Ia terus berjalan menaiki anak tangga sampai melewati pintu utama dan bergegas ke atas menuju ke kamarnya. Ben harus segera berkemas, membawa barang-barangnya yang akan ia bawa ke apartemen pribadi yang akan ia tinggali bersama Nika nanti.

Yah, sekalipun wanita keras kepala itu belum menandatangani surat kontrak yang ia ajukan. Ben berharap Nika segera melakukan tugasnya, toh ini semua juga demi kebaikan mereka berdua, 'kan?

Mengingat surat kontrak itu, Ben juga mendadak teringat tentang Nika dan segala perubahan sikap wanita itu yang sangat drastis. Ben yang baru saja memasuki kamar tanpa gangguan itu melepaskan jas yang ia kenakan dan meletakkannya di sebuah sandaran sofa. Ia kemudian bergerak melepas kancing kemeja hingga pakaian formal itu terlepas dari tubuh atletisnya, menyisakan kaus putih yang melekat sebagai dalaman.

Ben kemudian membanting tubuh ke atas kasur berukuran besar tersebut.

"Arunika," gumam Bentala.

"Sebenernya kamu ini kenapa?" bisiknya sekali lagi, mengingat kejanggalan dan pertanyaan tidak masuk akal yang dikatakan oleh wanita itu sejak pingsan kemarin.

'Anggap aja aku ini amnesia.'

Ben mengerutkan dahi, ia merasa benar-benar janggal dengan hal ini. Beberapa kali Nika bahkan menyebutkan nama Naya, dan siapa juga gadis yang hari ini mereka kejar. Nika terus mengatakan bahwa dirinya Naya.

Ben memejamkan mata, memijit pelipis yang terasa pening dan bergegas bangkit dari kasur untuk menyambar handuk.

"Semuanya terlalu mendadak!" desah laki-laki itu melepaskan kaos sehingga menampakkan bentuk tubuh yang sempurna.

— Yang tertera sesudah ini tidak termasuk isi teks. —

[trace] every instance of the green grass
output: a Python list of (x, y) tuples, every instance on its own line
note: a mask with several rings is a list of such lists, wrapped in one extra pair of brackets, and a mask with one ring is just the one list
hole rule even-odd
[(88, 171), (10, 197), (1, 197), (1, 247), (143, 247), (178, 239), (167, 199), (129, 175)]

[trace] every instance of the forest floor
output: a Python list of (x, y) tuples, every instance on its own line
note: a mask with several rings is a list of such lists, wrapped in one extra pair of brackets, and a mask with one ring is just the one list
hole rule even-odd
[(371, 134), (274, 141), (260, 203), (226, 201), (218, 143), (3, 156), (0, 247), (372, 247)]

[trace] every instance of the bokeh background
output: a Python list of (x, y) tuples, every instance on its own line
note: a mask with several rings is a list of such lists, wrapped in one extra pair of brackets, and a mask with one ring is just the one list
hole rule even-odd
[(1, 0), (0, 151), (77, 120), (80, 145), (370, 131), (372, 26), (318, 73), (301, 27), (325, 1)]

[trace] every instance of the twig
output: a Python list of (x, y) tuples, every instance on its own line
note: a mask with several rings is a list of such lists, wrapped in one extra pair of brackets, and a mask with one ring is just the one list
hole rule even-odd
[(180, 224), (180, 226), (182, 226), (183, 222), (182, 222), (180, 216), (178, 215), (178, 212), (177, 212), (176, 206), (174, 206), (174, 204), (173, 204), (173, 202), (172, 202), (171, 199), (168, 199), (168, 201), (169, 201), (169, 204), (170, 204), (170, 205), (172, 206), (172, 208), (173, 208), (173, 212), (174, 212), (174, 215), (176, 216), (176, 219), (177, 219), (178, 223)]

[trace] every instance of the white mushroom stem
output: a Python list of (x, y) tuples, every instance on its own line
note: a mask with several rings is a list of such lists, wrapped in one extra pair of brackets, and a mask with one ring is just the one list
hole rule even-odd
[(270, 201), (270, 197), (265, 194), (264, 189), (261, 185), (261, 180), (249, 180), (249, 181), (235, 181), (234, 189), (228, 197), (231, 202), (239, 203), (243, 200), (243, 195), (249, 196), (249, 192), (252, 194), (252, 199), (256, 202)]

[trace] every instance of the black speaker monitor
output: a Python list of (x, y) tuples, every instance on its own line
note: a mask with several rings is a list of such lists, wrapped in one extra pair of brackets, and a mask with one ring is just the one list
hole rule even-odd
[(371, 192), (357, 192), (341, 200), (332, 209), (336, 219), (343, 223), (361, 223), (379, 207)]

Otot perutnya yang kotak-kotak, lengan padat dan wajah tanpan itu, siapa sangka Ben yang memiliki visual sempurna itu justru harus menikah kontrak dengan wanita keras kepala seperti Nika.

Laki-laki itu sudah lenyap ditelan pintu kamar mandi yang memiliki kaca buram.

***

Naya masih mengamati dirinya di depan cermin rias yang di atas meja itu penuh dengan benda-benda mahal. Kosmetik yang tak pernah tersentuh olehnya, dan tentunya sangat bukan style dandanan Naya yang sangat-sangat natural. Bahkan berangkat kuliah dan kerja pun, Naya hanya mengenakan lipbalm dan sedikit bedak tabur.

Cukup lama gadis itu menatap lebih lekat bola mata yang asing dan tak ia kenal itu. Pantulan dalam cermin ini sungguh bukan Naya, tapi ia sepenuhnya harus menjadi wanita itu. Wanita cantik yang tak pernah tersenyum dan menurut Naya, Nika kepribadian raga yang ia tumpangi ini sangatlah kaku dan dingin. Melihat dari beberapa foto, gestur, bahkan tatanan kamar yang terkesan dingin.

Tangannya menyentuh sebuah lipstik merah pekat, kemudian mengoleskan benda itu ke bibir ranumnya dengan volume penuh.

"Baiklah, kalau emang ini yang terjadi. Apa boleh buat?" gumam Naya, "aku akan benar-benar berperan sebagai Nika."